Urban Gardening ist mittlerweile zu einem Begriff geworden, an dem man nur schwer vorbeikommt. Das urbane Gärtnern liegt stark im Trend und stellt einen aktiven Beitrag zum Strukturwandel vieler Großstädte dar, den ein jeder auf seiner Art und Weise leisten kann. Ein Garten als solcher ist dabei nicht erforderlich. Der Grundgedanke hierbei zielt darauf ab, dass jede Fläche in einen Garten verwandelt werden kann; ob karger Hinterhof, Brachfläche, Balkon oder eben nur das Fensterbrett im Büro. Urban Gardening steht für improvisierten Gartenbau auf engstem Raum und versprüht einen revolutionären Charme, der mit der Zurückgewinnung der Natur einhergeht.

Dabei zeigt sich Urban Gardening in vielen Facetten, die von altbekannten Schrebergärten, Reihenhaus- und Hinterhof-Gemüsebeeten über alternative, kommunenartige bio-Gartengemeinschaften, bis hin zu trendigen Balkongärten  reichen.

Die Vermarktung des Begriffes Urban Gardening bildet mittlerweile die Grundlage findiger Unternehmen, die sich diesem Trend verschrieben haben und rastlosen Städtern die Anzucht ihres eigenen Gemüses nahe bringen wollen. Gärtnern kann jeder – Ob auf dem Balkon oder direkt am Fenster. Die Kampagnen derartiger Unternehmen klingen vielversprechend, denn ein Garten ist gar nicht nötig, um von jetzt auf gleich erste Erfahrungen als Gemüseselbstversorger zu sammeln. Dazu bietet der Markt mittlerweile eine breite Palette an spezialisierten Produkten an, die auch dem gartenfremdesten Bürostuhlakrobaten das Glücksgefühl einer eigenen Ernte vermitteln sollen.

Die Sinnhaftigkeit manch eines Produktes sei dahingestellt und zeugt lediglich vom Geschäftsgeist der Initiatoren. Ob Gemüseanzuchtsets mit einer handvoll Samen und einem Tütchen Erde (wohlgemerkt ohne Topf!) für 15Eur, die innovative, gepresste Blumenerde für 8Eur pro halbes Kilo (nein, Kokosquellsubstrat ist keine neue Erfindung.) oder aber der selbstklebende Designerblumentopf aus ach so nachhaltigem Kunststoff.
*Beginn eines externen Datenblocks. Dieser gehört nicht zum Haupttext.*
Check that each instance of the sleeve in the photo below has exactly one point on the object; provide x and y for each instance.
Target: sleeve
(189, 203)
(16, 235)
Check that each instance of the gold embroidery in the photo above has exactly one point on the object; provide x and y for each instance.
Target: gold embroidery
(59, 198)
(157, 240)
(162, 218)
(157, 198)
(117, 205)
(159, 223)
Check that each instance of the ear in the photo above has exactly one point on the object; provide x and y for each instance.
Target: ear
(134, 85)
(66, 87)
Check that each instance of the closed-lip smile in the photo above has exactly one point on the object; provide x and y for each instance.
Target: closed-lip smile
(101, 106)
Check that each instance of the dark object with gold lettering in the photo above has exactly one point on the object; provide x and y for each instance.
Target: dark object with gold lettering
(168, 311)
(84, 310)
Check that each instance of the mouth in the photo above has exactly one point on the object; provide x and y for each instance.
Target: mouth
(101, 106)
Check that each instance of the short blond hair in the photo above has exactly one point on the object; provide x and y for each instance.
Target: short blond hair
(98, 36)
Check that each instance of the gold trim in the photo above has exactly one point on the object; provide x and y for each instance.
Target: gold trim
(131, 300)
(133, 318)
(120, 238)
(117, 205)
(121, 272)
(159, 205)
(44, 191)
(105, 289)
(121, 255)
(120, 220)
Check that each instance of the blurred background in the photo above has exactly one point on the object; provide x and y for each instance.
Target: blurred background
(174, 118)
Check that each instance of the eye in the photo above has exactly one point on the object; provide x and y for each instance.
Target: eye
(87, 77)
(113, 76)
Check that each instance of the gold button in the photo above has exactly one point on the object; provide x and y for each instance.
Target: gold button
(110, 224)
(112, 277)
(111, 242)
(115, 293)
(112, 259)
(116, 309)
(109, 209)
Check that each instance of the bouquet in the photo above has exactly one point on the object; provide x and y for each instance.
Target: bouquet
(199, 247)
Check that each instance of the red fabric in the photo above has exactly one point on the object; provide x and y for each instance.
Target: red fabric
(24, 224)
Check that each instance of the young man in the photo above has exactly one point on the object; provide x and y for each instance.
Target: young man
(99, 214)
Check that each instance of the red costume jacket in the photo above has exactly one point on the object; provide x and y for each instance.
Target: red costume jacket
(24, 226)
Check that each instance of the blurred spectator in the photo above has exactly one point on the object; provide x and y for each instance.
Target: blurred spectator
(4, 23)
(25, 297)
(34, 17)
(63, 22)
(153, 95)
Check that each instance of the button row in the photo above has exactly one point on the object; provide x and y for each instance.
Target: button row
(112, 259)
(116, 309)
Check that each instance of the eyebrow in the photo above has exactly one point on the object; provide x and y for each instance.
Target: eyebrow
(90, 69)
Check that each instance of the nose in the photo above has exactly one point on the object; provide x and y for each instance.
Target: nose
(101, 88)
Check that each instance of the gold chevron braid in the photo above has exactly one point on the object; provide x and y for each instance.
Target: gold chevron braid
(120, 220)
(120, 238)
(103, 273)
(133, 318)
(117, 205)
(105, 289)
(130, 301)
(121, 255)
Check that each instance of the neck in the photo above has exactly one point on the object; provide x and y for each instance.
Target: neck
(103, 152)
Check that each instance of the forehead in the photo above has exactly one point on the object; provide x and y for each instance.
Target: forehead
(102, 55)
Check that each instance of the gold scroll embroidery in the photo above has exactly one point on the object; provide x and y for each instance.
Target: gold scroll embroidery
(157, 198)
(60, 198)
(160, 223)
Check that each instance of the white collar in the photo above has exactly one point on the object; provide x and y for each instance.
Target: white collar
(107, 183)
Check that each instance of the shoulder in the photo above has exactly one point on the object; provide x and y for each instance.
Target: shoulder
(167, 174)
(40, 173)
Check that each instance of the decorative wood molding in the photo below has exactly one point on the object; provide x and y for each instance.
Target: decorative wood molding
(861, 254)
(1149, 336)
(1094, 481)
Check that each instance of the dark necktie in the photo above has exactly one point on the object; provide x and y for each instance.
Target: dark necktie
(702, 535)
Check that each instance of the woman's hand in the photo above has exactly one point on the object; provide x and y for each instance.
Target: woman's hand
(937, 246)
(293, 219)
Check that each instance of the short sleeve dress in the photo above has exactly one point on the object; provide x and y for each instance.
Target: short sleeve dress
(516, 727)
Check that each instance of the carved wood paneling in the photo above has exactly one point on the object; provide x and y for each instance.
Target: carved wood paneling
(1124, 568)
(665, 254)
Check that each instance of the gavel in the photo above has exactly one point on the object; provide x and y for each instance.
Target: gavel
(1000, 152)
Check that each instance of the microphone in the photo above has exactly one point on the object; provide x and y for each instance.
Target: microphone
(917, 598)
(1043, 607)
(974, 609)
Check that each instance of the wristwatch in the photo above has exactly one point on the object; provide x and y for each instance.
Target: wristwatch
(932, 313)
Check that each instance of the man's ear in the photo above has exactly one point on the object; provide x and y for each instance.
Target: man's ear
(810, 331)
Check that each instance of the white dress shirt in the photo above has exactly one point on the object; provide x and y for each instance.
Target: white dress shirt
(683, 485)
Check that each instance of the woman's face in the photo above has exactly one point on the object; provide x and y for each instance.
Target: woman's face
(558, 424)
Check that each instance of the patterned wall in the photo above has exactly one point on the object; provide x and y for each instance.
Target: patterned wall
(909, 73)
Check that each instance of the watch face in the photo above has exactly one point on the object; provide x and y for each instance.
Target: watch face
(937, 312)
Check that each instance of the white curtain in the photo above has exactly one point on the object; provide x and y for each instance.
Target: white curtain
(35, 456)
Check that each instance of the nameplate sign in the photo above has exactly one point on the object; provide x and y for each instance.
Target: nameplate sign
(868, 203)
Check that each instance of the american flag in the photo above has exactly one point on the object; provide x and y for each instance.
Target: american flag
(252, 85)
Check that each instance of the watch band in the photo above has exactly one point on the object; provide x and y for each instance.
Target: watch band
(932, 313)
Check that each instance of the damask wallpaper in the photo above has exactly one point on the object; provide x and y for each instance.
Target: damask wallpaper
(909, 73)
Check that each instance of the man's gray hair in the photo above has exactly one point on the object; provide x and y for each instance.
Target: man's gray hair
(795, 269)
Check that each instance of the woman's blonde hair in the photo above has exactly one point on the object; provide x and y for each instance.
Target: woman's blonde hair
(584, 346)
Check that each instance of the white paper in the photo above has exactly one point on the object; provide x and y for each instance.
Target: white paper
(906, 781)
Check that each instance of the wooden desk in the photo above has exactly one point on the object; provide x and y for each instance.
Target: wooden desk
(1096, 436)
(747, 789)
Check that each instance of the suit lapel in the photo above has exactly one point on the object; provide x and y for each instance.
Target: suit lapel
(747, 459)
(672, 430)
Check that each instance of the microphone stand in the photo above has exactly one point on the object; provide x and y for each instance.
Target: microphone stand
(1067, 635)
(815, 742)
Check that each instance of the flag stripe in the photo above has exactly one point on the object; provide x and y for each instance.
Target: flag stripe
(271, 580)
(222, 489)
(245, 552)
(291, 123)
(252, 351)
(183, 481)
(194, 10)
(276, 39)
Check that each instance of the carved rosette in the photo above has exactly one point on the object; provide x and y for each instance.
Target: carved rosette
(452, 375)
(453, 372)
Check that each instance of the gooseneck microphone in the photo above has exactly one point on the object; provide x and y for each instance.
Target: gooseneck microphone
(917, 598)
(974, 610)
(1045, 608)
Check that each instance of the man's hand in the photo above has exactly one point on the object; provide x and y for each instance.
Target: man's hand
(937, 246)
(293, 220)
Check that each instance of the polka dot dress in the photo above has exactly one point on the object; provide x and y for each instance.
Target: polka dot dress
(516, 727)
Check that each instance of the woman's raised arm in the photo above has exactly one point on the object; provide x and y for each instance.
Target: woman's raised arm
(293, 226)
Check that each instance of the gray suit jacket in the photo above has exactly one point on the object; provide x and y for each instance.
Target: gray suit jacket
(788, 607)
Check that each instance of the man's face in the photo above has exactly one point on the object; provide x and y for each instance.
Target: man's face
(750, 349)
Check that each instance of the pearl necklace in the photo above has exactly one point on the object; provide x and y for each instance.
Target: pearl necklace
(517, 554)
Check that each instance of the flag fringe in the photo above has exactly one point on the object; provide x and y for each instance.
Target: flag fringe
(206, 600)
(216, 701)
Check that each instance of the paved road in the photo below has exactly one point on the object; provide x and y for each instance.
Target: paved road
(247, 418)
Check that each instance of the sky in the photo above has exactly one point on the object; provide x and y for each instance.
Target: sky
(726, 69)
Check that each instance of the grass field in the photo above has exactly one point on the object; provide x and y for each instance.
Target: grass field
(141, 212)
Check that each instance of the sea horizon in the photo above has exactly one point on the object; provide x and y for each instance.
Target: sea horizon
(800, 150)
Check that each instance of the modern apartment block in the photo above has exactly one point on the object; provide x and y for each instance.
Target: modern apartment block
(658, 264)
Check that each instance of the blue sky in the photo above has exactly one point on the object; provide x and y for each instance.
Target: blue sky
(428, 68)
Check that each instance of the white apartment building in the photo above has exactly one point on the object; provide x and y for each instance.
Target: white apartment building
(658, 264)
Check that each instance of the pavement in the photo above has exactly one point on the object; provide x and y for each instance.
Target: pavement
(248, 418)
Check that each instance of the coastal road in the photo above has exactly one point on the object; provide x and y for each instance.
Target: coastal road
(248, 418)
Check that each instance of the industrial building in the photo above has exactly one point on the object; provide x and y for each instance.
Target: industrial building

Mit alternativen Trends lässt sich scheinbar gutes Geld verdienen. Doch welche Zielgruppe sprechen diese Produkte an?

Fix-und-fertig Produkte, die extra für den Markt der urbanen Gärtner zugeschnitten sind, wirken per se wie eine große Heuchelei. So ist doch der Improvisationsgeist einer der wichtigen Leitgedanken beim Urban Gardening. Was hier naheliegt, klingt ironisch: wer solche Produkte kauft, will alternative Wege beschreiten, ohne selbst Alternativen zu finden. Wozu auch, wenn der Markt für jeden Anlass die passenden Produkte liefert und Eigenrecherchen gar nicht mehr nötig sind?

Doch sind eben solche überkommerzialisierten Produkte alles andere als alternativlos, wenn nicht sogar überflüssig und vollends deplatziert. Gemüsesaatgut – auch Biosaatgut – bekommt man in vielen Supermärkten, im Gartencenter sowieso. Wer auf Nummer sicher gehen will und besonderen Wert auf alten Sorten legt, besucht Samenbörsen, die mittlerweile großen Anklang finden. Gleiches gilt beim Substrat: wer keinen Zugriff zu Garten und Kompost hat, greift zu Blumenerde oder Kokosquellsubstrat. Der Preis hierbei liegt auch in relativ teuren Gartencentern weit unter dem Preis von speziellen Urban Gardening Labels. Zuletzt noch die Frage nach den Gefäßen: ist es denn wirklich nötig, dass Urban Gardening Labels Designerkunststofftöpfe vertreiben und den Markt mit noch mehr Kunststoffabfällen übersäen?

Falls nun der Gedanke aufkommt: Nein, ich bin kein Öko und auf Nachhaltigkeit achte ich leider nur rudimentär, aber was ich nicht verstehe, ist die Inkonsequenz, mit welcher der Bereich des Urban Gardenings stellenweise geflutet wird. Wenn man schon den Ansatz verfolgt und sich als besonders nachhaltig darstellt, wäre es doch nur der richtige Weg, dies auch zu sein. Es wird Wasser gepredigt und Wein getrunken. Die Kommerzialisierung von Trends nimmt mitunter groteske Auswüchse an. Doch Trends wären keine Trends, wenn nicht die Masse an scheuklappentragenden Opportunisten auf jeden Zug aufspringen würde.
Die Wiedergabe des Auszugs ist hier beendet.